In the following, the label correction method provided by the embodiment of the present application will be described in conjunction with an exemplary application and implementation of the label correction apparatus provided by the embodiment of the present application. It should be noted that the tag correction device may be implemented as a terminal or a server, so that the tag correction method provided by the embodiment of the present application may be executed by the terminal or the server; the tag correction device can also be implemented as a device cluster composed of a terminal and a server, so that the tag correction method provided by the embodiment of the application can also be executed by the terminal and the server together. Next, a description will be given of an example in which the tag correction method provided in the embodiment of the present application is executed by a server.
Referring to fig. 3, fig. 3 is an alternative flow chart of a label correction method provided in the embodiment of the present application, which will be described with reference to the steps shown in fig. 3.
S101, obtaining the content to be corrected, a label set comprising each label of the content to be corrected, and historical behavior data corresponding to the content to be corrected.
The embodiment of the application is realized under the scene of correcting the multimedia tag set to obtain more accurate tag set, for example, the tags of the video are corrected, so that the content of the video can be completely and accurately described by using the tags in the tag set. Firstly, a server needs to acquire a content to be modified, which needs to be subjected to tag correction, and a tag set of the content to be modified from a multimedia content platform. Meanwhile, the server also can obtain historical behavior data corresponding to the content to be corrected, so that the label set of the content to be corrected can be analyzed based on the historical behavior data.
It should be noted that the historical behavior data represents data generated when searching for the content to be processed in the historical time period. The historical behavior data may include search sentences which are used by the user in the historical time period and can search out the content to be corrected, may include the number of times, time and the like that the search sentences are searched, may include the number of times, time and the like that the user views the content to be corrected after searching the content to be corrected by using the search sentences, and may also include the total number of times of search behaviors performed by the user (i.e., the total number of searches on the multimedia content platform).
In some embodiments, there may be more than one search statement capable of searching out the content to be corrected, that is, the historical behavior data includes a plurality of search statements for searching out the content to be corrected. Of course, in other embodiments, not only the content to be corrected but also other content may be searched by using any one search statement.
In the embodiment of the present application, a search sentence refers to a text sequence for content search, which is input by a user, and the search sentence may be one character input by the user, one word input by the user, or a sentence composed of a plurality of characters or a plurality of words. The content to be corrected may refer to content such as video, audio, and the like, and may also refer to content such as pictures, articles, and the like, and the present application is not limited herein.

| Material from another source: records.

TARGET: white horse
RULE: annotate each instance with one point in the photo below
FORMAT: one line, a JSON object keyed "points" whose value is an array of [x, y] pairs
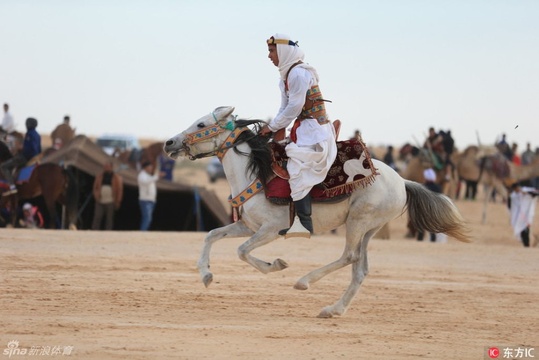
{"points": [[364, 212]]}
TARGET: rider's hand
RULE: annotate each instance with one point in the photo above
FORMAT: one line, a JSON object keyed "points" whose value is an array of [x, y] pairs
{"points": [[265, 130]]}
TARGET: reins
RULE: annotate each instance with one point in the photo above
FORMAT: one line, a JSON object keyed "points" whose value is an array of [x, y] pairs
{"points": [[209, 133]]}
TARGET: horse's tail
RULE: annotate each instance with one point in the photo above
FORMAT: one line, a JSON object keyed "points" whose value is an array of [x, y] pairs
{"points": [[434, 212]]}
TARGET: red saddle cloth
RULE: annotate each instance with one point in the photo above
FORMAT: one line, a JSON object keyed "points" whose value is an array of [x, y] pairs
{"points": [[352, 168]]}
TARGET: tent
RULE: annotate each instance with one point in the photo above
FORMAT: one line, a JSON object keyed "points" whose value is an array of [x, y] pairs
{"points": [[178, 207]]}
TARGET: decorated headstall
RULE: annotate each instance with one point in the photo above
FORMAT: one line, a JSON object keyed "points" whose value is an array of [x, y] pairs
{"points": [[210, 133]]}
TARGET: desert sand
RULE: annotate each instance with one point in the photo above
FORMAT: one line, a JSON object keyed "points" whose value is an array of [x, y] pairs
{"points": [[133, 295]]}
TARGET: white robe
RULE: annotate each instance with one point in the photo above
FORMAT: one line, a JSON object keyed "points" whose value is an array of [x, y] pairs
{"points": [[315, 151], [522, 210]]}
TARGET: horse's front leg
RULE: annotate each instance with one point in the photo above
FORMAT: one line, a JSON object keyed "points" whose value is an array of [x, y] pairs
{"points": [[262, 237], [237, 229]]}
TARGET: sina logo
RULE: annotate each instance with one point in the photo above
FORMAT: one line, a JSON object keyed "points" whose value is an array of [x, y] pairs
{"points": [[13, 349]]}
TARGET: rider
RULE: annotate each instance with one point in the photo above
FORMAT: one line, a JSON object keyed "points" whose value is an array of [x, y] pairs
{"points": [[31, 147], [312, 148]]}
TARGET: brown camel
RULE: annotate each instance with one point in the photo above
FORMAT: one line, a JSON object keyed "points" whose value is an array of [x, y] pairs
{"points": [[487, 166]]}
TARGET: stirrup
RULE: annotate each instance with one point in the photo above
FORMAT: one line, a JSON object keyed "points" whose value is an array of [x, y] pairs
{"points": [[9, 192], [297, 230]]}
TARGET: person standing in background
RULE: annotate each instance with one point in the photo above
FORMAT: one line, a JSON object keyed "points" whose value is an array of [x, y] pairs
{"points": [[522, 206], [8, 124], [31, 147], [108, 194], [166, 167], [63, 133], [147, 194]]}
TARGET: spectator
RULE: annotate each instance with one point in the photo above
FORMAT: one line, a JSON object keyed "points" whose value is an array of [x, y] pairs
{"points": [[31, 217], [515, 158], [388, 158], [147, 194], [108, 194], [527, 156], [64, 132], [31, 147], [522, 205], [504, 148], [166, 167]]}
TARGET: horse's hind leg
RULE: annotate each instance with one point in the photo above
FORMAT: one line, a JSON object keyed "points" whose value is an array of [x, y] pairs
{"points": [[263, 236], [237, 229], [350, 255], [360, 269]]}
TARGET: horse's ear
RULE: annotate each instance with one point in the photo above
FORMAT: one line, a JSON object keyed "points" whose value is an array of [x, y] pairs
{"points": [[222, 112]]}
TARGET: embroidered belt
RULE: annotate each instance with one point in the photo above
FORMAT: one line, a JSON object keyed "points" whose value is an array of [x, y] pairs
{"points": [[314, 106], [246, 194]]}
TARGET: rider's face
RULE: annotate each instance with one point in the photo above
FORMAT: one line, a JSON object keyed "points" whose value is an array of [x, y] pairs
{"points": [[272, 54]]}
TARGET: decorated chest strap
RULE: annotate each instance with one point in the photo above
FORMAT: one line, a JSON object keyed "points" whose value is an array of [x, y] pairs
{"points": [[229, 142], [253, 189]]}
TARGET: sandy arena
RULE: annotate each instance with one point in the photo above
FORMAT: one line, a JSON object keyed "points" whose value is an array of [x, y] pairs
{"points": [[132, 295]]}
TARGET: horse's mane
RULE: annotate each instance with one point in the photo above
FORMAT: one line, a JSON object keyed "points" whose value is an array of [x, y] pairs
{"points": [[260, 157]]}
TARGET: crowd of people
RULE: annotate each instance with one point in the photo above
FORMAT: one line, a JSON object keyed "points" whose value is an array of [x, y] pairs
{"points": [[107, 187]]}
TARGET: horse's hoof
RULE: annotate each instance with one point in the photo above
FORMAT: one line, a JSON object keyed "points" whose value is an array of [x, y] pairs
{"points": [[301, 286], [207, 279], [280, 264], [325, 314]]}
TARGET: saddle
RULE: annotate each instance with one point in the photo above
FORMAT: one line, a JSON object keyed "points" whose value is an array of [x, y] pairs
{"points": [[352, 168]]}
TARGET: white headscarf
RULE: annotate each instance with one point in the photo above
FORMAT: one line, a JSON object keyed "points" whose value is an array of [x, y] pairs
{"points": [[289, 55]]}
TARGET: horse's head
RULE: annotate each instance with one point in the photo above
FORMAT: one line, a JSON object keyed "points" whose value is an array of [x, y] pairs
{"points": [[202, 138]]}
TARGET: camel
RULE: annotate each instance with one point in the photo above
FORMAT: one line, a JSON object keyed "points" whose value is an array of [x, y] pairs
{"points": [[482, 165]]}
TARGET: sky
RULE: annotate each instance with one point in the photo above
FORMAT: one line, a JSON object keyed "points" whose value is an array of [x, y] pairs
{"points": [[392, 68]]}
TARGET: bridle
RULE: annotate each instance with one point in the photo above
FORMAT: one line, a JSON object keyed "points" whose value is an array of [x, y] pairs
{"points": [[210, 133]]}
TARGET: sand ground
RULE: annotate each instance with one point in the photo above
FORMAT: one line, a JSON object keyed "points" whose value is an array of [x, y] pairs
{"points": [[133, 295]]}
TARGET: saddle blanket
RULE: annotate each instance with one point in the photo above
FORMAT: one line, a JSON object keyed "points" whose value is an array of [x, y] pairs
{"points": [[352, 168], [25, 173]]}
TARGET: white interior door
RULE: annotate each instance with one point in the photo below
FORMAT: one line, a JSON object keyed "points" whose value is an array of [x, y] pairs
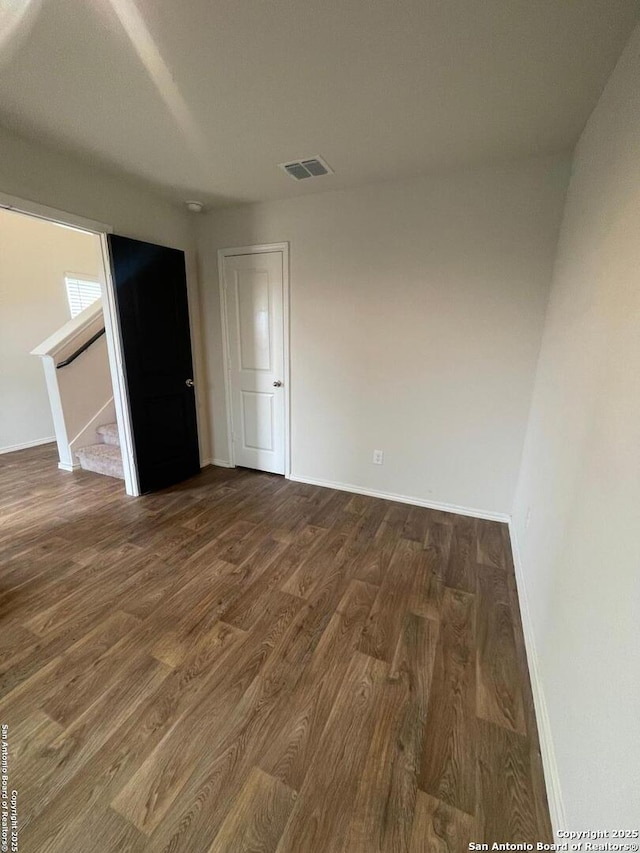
{"points": [[254, 299]]}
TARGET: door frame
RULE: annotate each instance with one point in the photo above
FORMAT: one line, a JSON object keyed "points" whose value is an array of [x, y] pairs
{"points": [[111, 324], [260, 249]]}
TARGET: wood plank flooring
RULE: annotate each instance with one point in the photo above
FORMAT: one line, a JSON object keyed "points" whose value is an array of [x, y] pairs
{"points": [[243, 663]]}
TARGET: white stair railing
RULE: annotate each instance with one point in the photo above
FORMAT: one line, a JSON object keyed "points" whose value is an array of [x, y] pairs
{"points": [[76, 369]]}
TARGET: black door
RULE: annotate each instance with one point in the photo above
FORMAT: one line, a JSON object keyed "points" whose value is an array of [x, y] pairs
{"points": [[151, 296]]}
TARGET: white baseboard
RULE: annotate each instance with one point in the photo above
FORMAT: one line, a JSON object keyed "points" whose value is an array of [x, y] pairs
{"points": [[405, 499], [35, 443], [222, 463], [552, 779]]}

The tag set is composed of individual tags marked by the content to be modified. The tag set may include only one tag of the content to be modified, or may include multiple different tags of the content to be modified, where the tags may be ordered or unordered. In the case where there is an order between different tags in the tag set, the order may be determined, for example, by the time of the mark or by the degree of fit to the content to be modified.
Further, the label refers to labeling information capable of reflecting semantic understanding of the content to be modified. The tags may include characters, animals, plots, styles, provenance, author, etc. that appear in the content to be modified. For example, if the content to be modified is a video, the label may be the character, actor, plot that appears; if the content to be modified is a song, the tag may be the genre and author of the song.
In the embodiment of the application, the content to be corrected is multimedia content waiting for label correction. The content to be corrected can be any multimedia content on the multimedia content platform, and can also be specific multimedia content selected from the multimedia content platform according to information such as heat, time, searching conditions, viewing conditions and the like.
And S102, analyzing each label based on the historical behavior data, and determining the label to be corrected for the content to be corrected.
The historical behavior data reflects the searching behavior and the viewing behavior of the user aiming at the content to be corrected, and from the searching behavior and the viewing behavior, the correlation degree of the content to be corrected and the corresponding label thereof and the similarity degree of each label of the content to be corrected and the labels of other contents can be analyzed, so that the server can analyze each label of the content to be corrected based on the historical behavior data, determine the label with poor correlation degree with the content to be corrected from each label of the label set, or determine the label with enough correlation with the content to be corrected from the labels of other contents, and take the determined label as the label to be corrected corresponding to the content to be corrected.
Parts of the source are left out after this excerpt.